Animal Advocates Watchdog

Mary Martin says it best: On My Ambivalence About Keeping Animals *LINK* *PIC*

On My Ambivalence About Keeping Animals

Charles' collar and the small gate on the courtyard symbolize the same concept for me: He is trapped.

Sure, his life was worse at the home of the people who returned him to the adoption group. They left him kenneled for 12-14 hours during the day and ran with him for 30 minutes each night. He was put back in his kennel for the night.

And that was (arguably) better than being at the track, where he was kenneled for 22 hours a day, probably with a muzzle, and "turned out" a couple of times to relieve himself, usually while running.

But at my home, beautiful as it may be, and where he doesn't even have a kennel and has four beds of his own throughout the house (as does Violet), he still isn't in control of his life. He pees when I decide to walk him or let him out back. He eats when I decide to feed him, and when he goes for a walk or run, he must wear a collar and a leash. I must admit to the reality that I dominate him.

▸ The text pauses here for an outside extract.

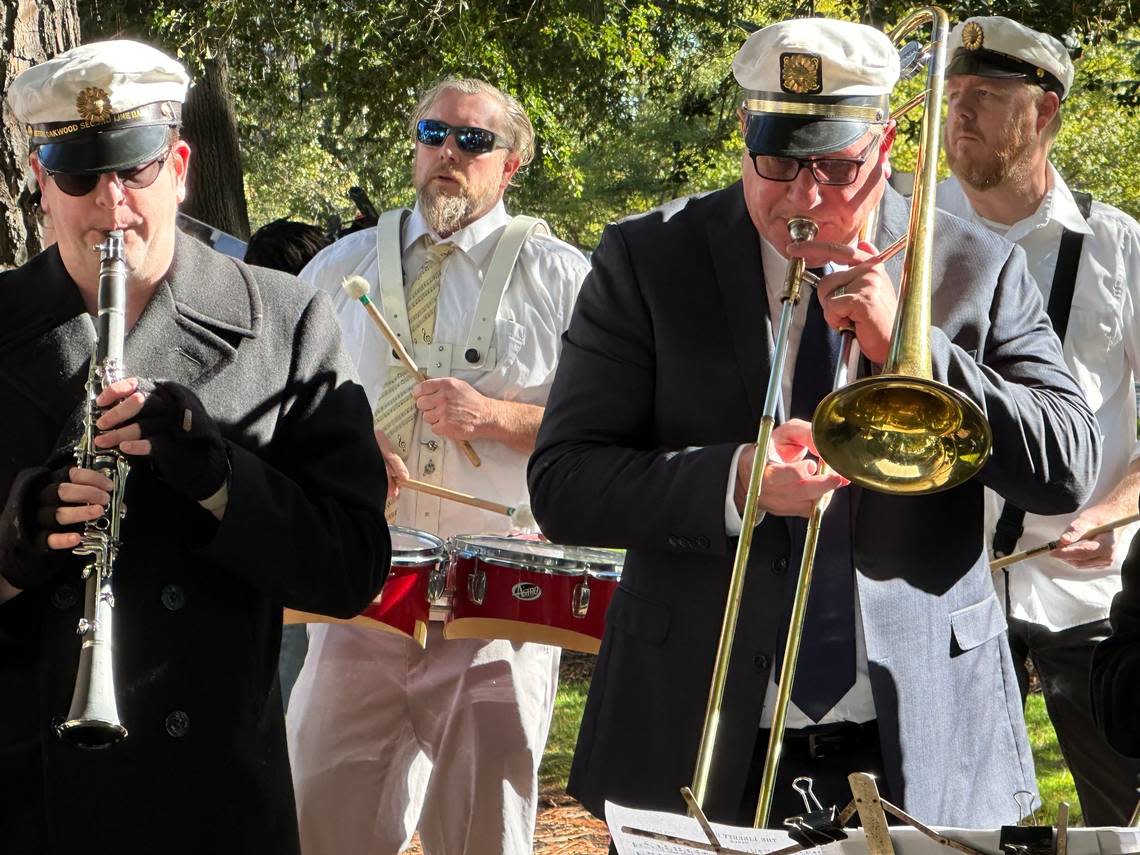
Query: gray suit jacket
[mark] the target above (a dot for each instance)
(662, 376)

Imagine having a collar around your neck. Imagine someone walking you. Yanking--if you go in a direction undesirable for the person "in charge" of you. Pulling--if you sniff or nibble on some grass for more time than they want you to. Imagine someone is walking you and you see one of your kind across a village green. All you want to do is go to that person and say hi and acknowledge your shared situation, but you're tugged away as you look back and cry out to your brother.

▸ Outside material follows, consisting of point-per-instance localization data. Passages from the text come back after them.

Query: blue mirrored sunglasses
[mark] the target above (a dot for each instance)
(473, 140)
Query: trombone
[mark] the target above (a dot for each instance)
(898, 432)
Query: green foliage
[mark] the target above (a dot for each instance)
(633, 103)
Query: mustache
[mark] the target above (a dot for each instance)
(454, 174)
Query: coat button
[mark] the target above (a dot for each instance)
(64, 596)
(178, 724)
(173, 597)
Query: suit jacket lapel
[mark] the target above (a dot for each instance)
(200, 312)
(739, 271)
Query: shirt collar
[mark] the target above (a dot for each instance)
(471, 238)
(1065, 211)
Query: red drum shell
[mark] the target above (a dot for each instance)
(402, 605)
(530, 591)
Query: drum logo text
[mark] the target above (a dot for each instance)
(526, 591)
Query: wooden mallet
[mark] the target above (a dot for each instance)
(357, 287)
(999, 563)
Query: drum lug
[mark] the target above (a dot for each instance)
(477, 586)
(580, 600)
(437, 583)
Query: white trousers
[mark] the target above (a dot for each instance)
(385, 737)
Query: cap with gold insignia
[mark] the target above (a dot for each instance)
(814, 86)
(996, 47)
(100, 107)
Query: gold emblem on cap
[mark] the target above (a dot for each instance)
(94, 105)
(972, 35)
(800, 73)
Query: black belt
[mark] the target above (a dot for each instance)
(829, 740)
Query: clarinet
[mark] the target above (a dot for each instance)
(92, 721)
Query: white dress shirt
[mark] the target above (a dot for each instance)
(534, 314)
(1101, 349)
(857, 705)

Imagine wearing a collar all day and night.

I don't even wear my wedding band unless I'm leaving the house and going to a meeting or to dinner. I can't stand the feeling of anything remotely constraining. That's probably why Charles and Violet don't wear collars in the house. I bought them, along with tags, and I understand why they need to wear them (you know, if they bolt when my concrete house somehow catches fire), but most of the time I simply can't stand the idea of putting them on. And the same is true for Emily, who drew a fair amount of blood from my hand when I tried to put her pretty new collar around her neck.

All three animals are dependent on me, and though I didn't breed them and I wish the breeding of all animals by humans would stop immediately, this is what I choose to do in the meantime. I choose to rescue and care for cats and dogs with the hope that someday I won't be in this position anymore, as it's fraught with moments that make me feel terrible about keeping sentient nonhumans in my home, even though the alternative would have been worse for them. And it must be said that the keeping of sentient beings involves compromises of all kinds, particularly when I examine what it takes to produce their supplements, food and medication. But when you specifically request a special-needs animal whom no one wants, you have to be prepared for compromise. Lots of it.

Lee Hall recently wrote (and the connection will become clear after the first paragraph):

"Refuges are a bandage. They depend on cleared land and systematic food production, and raise dilemmas about whether and how to control insects and rodents, not to mention the shepherd’s traditional competition, the carnivores who would eat confined animals.

On a small scale, this is the case with me and the animals I’ve offered shelter. I buy them commercial food, and sometimes medicines, sold in too much packaging material from corporations I want nothing to do with, from malls built on the land that once belonged to free animals. I clean up, and the waste has to go somewhere. I offer the cats physical space: a bigger patch of Earth than I’d otherwise need. I don’t consume animals, which helps contain my ecological footprint, and yet I’m walking the planet with an entourage of animals. As individuals, I love them. But I don’t believe they should have come into the world to depend on me. . . .

We didn’t ask to live together; they were in need, too near for me to turn away. I love them dearly, yet I’m not convinced it’s fair to call them companions. At times it seems to me they are the trapped souls of wildcats."

The animals I live with are all trapped--by me. For that reason, I have a difficult time calling them "pets" or "companion animals." I offer them a home and try to meet their needs as best I can while not allowing them to be free. At least two of them would be dead in several days or less without me, and I understand that because we have domesticated certain animals we have an obligation to care for them. But that doesn't make it any easier for me.